Our evaluation, on the other hand, was specific to the legal services industry. Rather than rate “creativity”, we simply evaluated responses as a bar examiner would when writing bar exam results, i.e., did the applicant spot the legal issues, frame the issue correctly, analyze the application of fact to law, and return with a conclusion? 

The Base Fact Pattern

“I am married and live in Chicago. Our net worth is $6 million. Of that, assets worth $3 million are located in Illinois. The rest, $3 million are located in Washington, to include a summer vacation home worth $1.5 million and a $500,00 non-qualified brokerage account inside a Washington state governed living trust. The assets in Chicago include a personal residence worth $1 million and the rest are assets in my IRA. The Washington state property is all community property pursant to a community property agreement. The Illinois residence is titled in my name as is the IRA. We have no estate planning documents at all.

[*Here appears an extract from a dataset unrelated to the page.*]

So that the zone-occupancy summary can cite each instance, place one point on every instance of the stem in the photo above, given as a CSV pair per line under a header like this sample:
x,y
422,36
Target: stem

If I die later today, and my wife dies tomorrow, what taxes, if any, will be due. Tell me the type of tax due, e.g., income tax, capital gains tax, inheritance tax, estate tax, property tax, the amount due for each tax, and the government agency responsible for collecting the tax.”

 Key areas of focus included:

  • Community Property Rules: Understanding how these rules differ between Washington and Illinois.

  • State-Specific Estate Taxes: Recognizing the different estate tax exemptions in Illinois and Washington, both of which are among the twelve states with their own estate tax.

  • Tax Basis Adjustments: Determining when Sections 1014-16 apply to allow for an adjusted tax basis under different scenarios.

  • STUB Rule Application: Comparing how the STUB rule works in Washington versus Illinois.

  • Credit Shelter Trusts: Evaluating whether a Credit Shelter Trust can have a second step-up in basis.

  • QTIP Trust Mechanics: Understanding the mechanics and implications of a Qualified Terminable Interest Property (QTIP) trust.

  • Estate Tax Exemptions: Applying estate tax exemptions properly and calculating tax liability using graduated tax rates above the exemption amount.

  • Federal Estate Exemptions: Identifying differences in federal estate exemption amounts.

  • Funding Formulas: Assessing funding formulas in an estate plan when marital and nonmarital shares are split.

  • Legal Authority for Allocation: Determining whether there was legal authority to allow the personal representative to allocate or fund each share after the first spouse died.

By incorporating these elements and testing specific scenarios, the evaluation aimed to thoroughly assess the models’ abilities to handle complex legal and tax issues accurately and effectively.

Results

In an effort to rigorously evaluate the capabilities of various AI models in handling complex legal and tax issues, a detailed fact pattern was developed. This fact pattern evolved progressively, adding layers of complexity to test each model’s knowledge and application across a wide range of legal concepts and jurisdictional differences.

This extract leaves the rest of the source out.